R Module 7: Pivoting

[TO BE UPDATED SOON!]

In this tutorial, we pivot the Altoona crime data from long table to wide table format. Pivoting rotates the data from a long table format (one column with a lot of rows) into a wide table format (lots of columns with a single row). This transformation is especially useful after an aggregation since the aggregated information is always stored in a long format, while machine learning models often need the data to be stored in the wide format.

For our example, we use pivoting to show how many months in our dataset each sex committed each type of crime, and whether both sexes commit all types of crime or not.

R Script (copy below code & paste into RStudio; do not copy the output results)

# # # # # NSF Project “Big Data Education” (Penn State University)

# # # # # More info: http://sites.psu.edu/bigdata/

# # # # # Lab 1: Altoona Crime Rates – Module 7: Pivoting & Advanced Renaming

# # # # STEP 0: SET WORKING DIRECTORY

# Set working directory to a folder with the following file:

# ‘Lab 1 Data Altoona Crime Rates.csv’

# # # # STEP 1: READ IN THE DATA

# Read in the data set we will be using.

AltoonaCrimeRates <- read.csv(“Lab 1 Data Altoona Crime Rates.csv”)

OUTPUT (a new data frame is created with 2326 observations of 39 variables):

# # # # STEP 2: AGGREGATE
THE DATA BY COLUMNS OF INTEREST

# Load package “plyr” from the library.

# If package is not loading, first install it using the following command:

# install.packages(“plyr”)

library(plyr)

# Aggregate AltoonaCrimeRates by columns Offense.Code and Sex, counting rows (nrow).

AltoonaCrimeRates <- ddply(AltoonaCrimeRates, .(Offense.Code, Sex), nrow)

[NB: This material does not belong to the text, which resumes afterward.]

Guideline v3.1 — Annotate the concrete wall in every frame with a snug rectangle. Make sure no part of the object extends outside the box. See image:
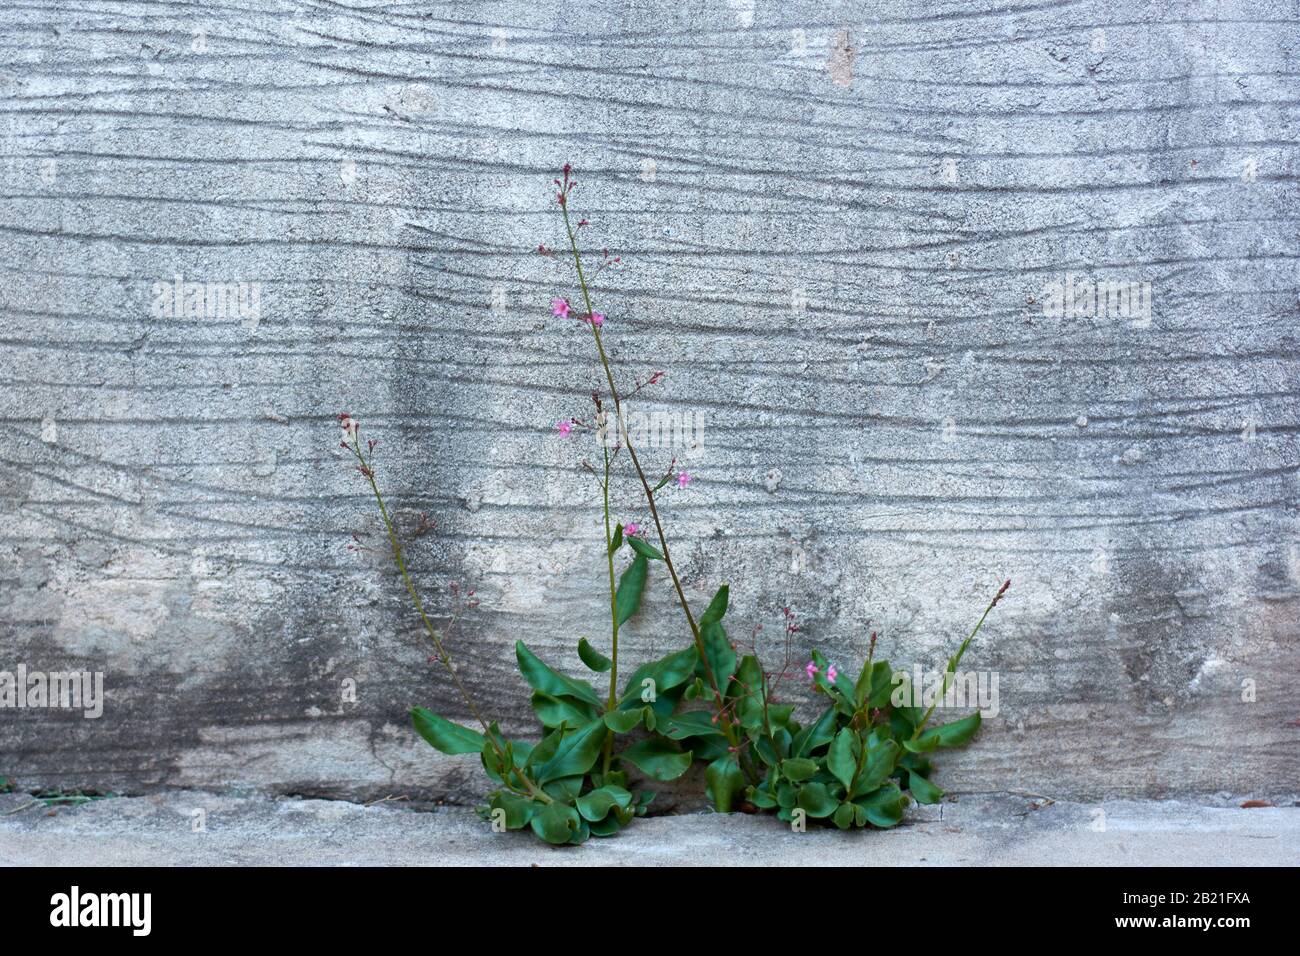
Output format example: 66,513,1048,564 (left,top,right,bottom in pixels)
1,0,1297,805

OUTPUT (data frame reduces from 2326 observations of 39 variables to 67 observations of 3 variables):

# Checking: See the aggregated data set.

View(AltoonaCrimeRates)

OUTPUT (Aggregation kept only our 3 variables of interest, Offense.Code, Sex, and new variable V1 which counts the number of rows for each combination of Offense.Code and Sex):

# # # # STEP 3: PIVOT THE DATA FROM LONG TO WIDE FORMAT

# Load package “reshape” from the library.

# If package is not loading, first install it using the following command:

# install.packages(“reshape”)

library(reshape)

# Pivot AltoonaCrimeRates as “Offense.Code” by “Sex”, use column V1 as value column.

# (Value column gives values for new columns to be formed in the pivot table.)

AltoonaCrimeRates <- cast(AltoonaCrimeRates, Offense.Code ~ Sex, value=’V1′)

OUTPUT (data frame reduces from 67 to 35 observations of 3 variables):

# Checking: See the pivot table.

View(AltoonaCrimeRates)

OUTPUT (Pivoting created 2 new columns, one for each value of Sex, and filled their rows with values from the value column V1):

# # # # STEP 4: STORE THE NEW PIVOT TABLE

write.csv(AltoonaCrimeRates, file=”Altoona Crime
Rates by Sex.csv”)

Challenges:

Looking at the resulting table, is there a crime that was never committed by females? What about the males? A missing value (“NA”) means there were no data points there before pivoting.
What crime(s) were committed least number of months by males? To answer, you can sort the table, or use the code below.

head(AltoonaCrimeRates

[order(AltoonaCrimeRates$M,
decreasing=FALSE), ],

n=5)

Who committed crimes more months on average, females or males? To answer, you can use the summary command covered in Module 1, as follows:

summary(AltoonaCrimeRates)